MÜNCHEN (COMPUTERWOCHE) - Cisco warnt vor einer Sicherheitslücke in seinem Router-Betriebssystem IOS. Durch den Fehler, so das Unternehmen, lassen sich eventuell VoIP-Router angreifen.

Von dem Software-Fehler sind nur Router betroffen, auf denen die IOS Telephony Services, Call Manager Express oder Survivable Remote Site Telephony (SRST) laufen. Alle drei Dienste verwenden Ciscos Skinny Call Control Protocol (SCCP oder Skinny), das die Signalisierung zwischen Ciscos IP-Telefonen und dem Call Manager, der als TK-Anlage fungiert, kontrolliert. Durch den IOS-Fehler kann ein potenzieller Angreifer schadhafte Pakete an den Skinny-Port von VoIP-fähigen Routern schicken und so einen Denial-of-Service-Angriff starten.

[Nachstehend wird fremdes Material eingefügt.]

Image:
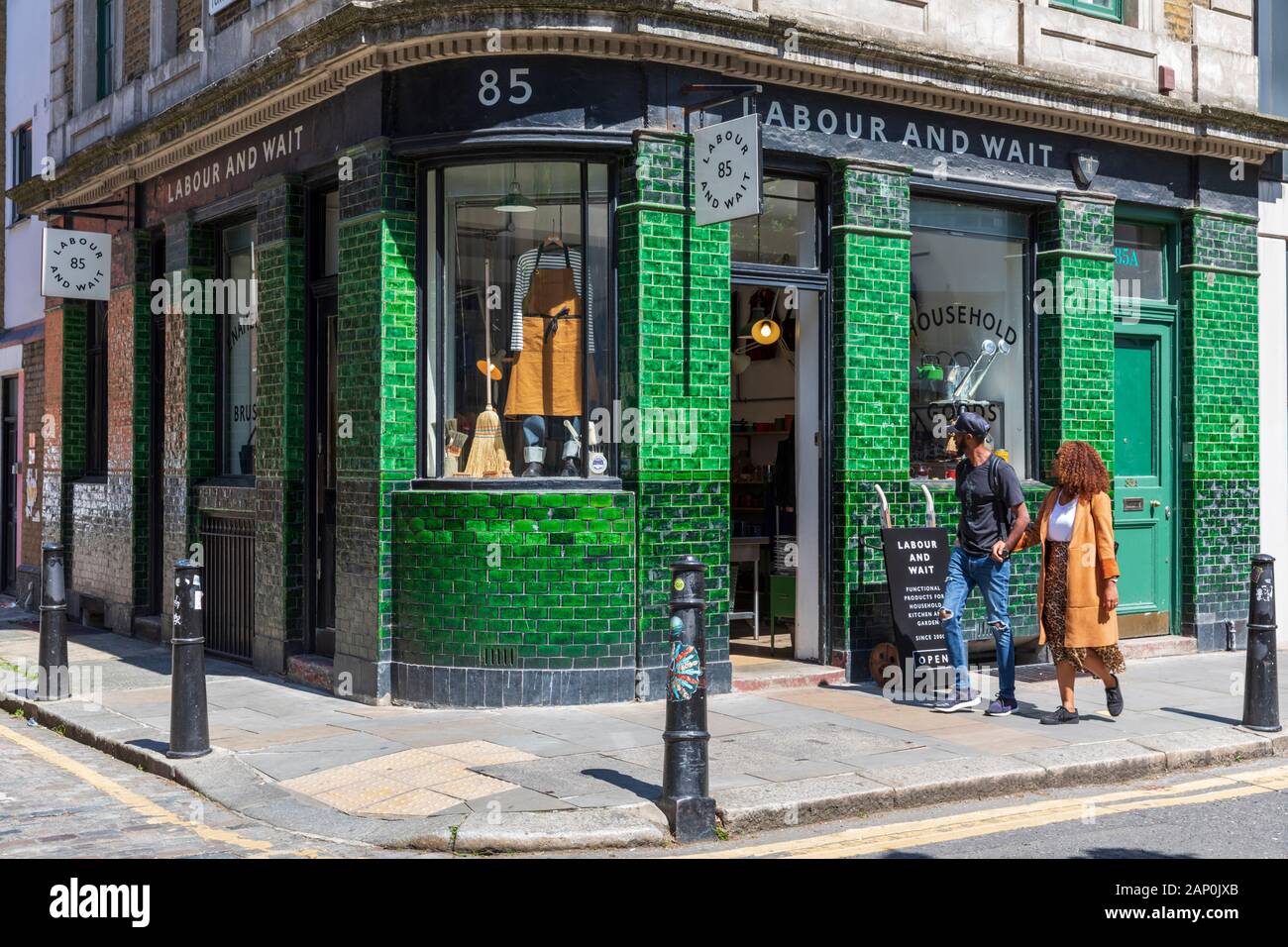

Damit einem Angreifer dies gelingt, muss auf den Routern nicht nur einer der drei Dienste aktiviert sein, sondern es muss auch noch ein IOS der Versionen 12.1YD, 12.2T, 12.3 oder 12.3T laufen. Als Workaround empfiehlt Cisco beispielsweise, den WAN-Zugriff auf den Skinny-Port zu sperren. Mehr Informationen dazu und Software-Fixes sind auf Ciscos Web-Seite zu finden. (hi)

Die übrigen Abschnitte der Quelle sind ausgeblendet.